Non-HiGHS solvers require the Pyomo extra (pip install ilpqec[pyomo]), except for the direct Gurobi backend (pip install ilpqec[gurobi]).

Notes:

  • Direct backends: HiGHS, Gurobi.
  • Pyomo backends: HiGHS, SCIP, CBC, GLPK, Gurobi, CPLEX.
  • BPOSD runs with max_iter=50, osd_order=0, and bp_method=minimum_sum.
  • Tesseract runs with det_beam=50 by default (adjustable via --tesseract-beam).

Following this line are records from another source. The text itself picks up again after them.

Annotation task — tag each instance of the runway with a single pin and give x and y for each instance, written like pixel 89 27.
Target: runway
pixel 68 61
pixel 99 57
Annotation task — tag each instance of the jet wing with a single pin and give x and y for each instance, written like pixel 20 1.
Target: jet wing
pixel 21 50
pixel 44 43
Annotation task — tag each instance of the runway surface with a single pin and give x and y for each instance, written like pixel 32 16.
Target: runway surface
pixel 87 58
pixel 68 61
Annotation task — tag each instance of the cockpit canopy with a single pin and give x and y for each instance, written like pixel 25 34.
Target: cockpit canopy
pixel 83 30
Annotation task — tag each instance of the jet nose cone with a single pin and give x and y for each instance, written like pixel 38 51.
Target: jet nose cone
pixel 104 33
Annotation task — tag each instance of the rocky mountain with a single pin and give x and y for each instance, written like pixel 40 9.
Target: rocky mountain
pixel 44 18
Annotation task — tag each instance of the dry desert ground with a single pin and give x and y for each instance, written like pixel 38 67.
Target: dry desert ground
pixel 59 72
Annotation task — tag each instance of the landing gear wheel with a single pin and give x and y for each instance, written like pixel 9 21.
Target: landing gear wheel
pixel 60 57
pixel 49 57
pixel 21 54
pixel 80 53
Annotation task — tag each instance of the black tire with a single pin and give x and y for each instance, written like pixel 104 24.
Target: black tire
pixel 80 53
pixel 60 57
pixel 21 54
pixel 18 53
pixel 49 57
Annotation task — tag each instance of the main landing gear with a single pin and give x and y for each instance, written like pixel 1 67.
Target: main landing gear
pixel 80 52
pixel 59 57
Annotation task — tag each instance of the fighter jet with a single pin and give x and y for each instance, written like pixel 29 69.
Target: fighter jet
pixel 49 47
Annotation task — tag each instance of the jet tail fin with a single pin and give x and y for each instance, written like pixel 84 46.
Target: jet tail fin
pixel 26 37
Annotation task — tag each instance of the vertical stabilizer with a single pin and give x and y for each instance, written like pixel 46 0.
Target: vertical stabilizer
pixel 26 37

Circuit-level rotated surface code memory

benchmark/.venv/bin/python benchmark/benchmark_decoders.py \
  --compare-ilp-solvers --ilp-solvers highs,scip,gurobi,cbc,glpk \
  --shots 10000 --distance 3 --rounds 3 --noise 0.01

Results from a local macOS arm64 run (shots=10000):

Decoder Time (ms/shot) Logical Error Rate
ILP[highs] (direct) 2.7514 1.640%
ILP[gurobi] (direct) 0.6403 1.650%
ILP[scip] (Pyomo) 28.2160 1.670%
ILP[cbc] (Pyomo) 14.9315 1.670%
ILP[glpk] (Pyomo) 8.6292 1.670%
MWPM (pymatching) 0.0035 2.150%
BPOSD (ldpc) 0.0308 7.680%
Tesseract 0.1602 1.640%

Code-capacity surface code (data errors only, perfect syndrome)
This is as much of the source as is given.